Infos:  Infos Liban  |  Infos Syrie  |  Infos Palestine  |  Infos Jordanie English | العربية

Communiqués | Liban

 
Discours de Gisèle Khoury suite à sa décoration des insignes de Chevalier de la Légion d’Honneur
May 6, 2019
Auteur: Gisèle Khoury

On est souvent amené à se poser la question : à qui la Liberté d’expression fait-elle peur ?

Mais qui a peur d’un simple mot ? D’une opinion ? D’un film ? D’un article ? D’une chanson ?

Au premier abord, cela semble absurde.

Qui sont ces personnes que la liberté d’expression effraie ? Et surtout, pourquoi?

Je n’ai pas de réponse scientifique à ces questions, mais une opinion et une fascination par la Liberté que décrit Alfred de Musset :

« Elle a cela de beau, de remuer le monde, que dès qu’on la possède, il faut qu’on en réponde, et que seule elle met à l’air la volonté ». Fin de citation.

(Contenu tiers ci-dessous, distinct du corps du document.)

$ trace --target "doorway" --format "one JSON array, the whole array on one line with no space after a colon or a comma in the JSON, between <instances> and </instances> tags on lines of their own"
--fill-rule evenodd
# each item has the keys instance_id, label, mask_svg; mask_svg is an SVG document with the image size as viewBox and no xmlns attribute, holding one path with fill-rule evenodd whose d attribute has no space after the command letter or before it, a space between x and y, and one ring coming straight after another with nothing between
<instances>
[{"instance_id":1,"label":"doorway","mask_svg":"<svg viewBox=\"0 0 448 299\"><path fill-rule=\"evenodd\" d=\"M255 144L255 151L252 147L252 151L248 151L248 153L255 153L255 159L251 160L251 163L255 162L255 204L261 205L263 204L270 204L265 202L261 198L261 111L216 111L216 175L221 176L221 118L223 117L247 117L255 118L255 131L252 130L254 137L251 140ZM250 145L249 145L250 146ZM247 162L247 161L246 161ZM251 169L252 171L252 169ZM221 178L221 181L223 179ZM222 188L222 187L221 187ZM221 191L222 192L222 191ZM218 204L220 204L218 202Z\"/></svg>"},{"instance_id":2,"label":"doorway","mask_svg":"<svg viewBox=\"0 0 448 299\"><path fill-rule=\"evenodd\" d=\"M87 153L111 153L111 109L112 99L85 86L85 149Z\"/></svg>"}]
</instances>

Si je devais absolument pointer du doigt ceux qui ont peur de la liberté, je dirais :

Le tyran parce qu’il voit son siège secoué et son pouvoir ébranlé.

Le criminel que la vérité condamne.

Les institutions, religieuses ou autres, qui sont à court de mots pour convaincre.

Le faible, qui vit dans l’illusion d’être fort.

Entourés de ceux-là, faut-il se taire alors ? Loin de moi l’idée de suivre ce chemin.

Je ne me suis jamais tue.

Lorsque la guerre civile déchirait mon pays, l’adolescente que j’étais a dit non.

Mes opinions allaient à l’encontre de celles de mon entourage, mais j’y croyais fortement, et à ma façon, grâce à un trafic de cassettes audio fournies par Samir Frangieh.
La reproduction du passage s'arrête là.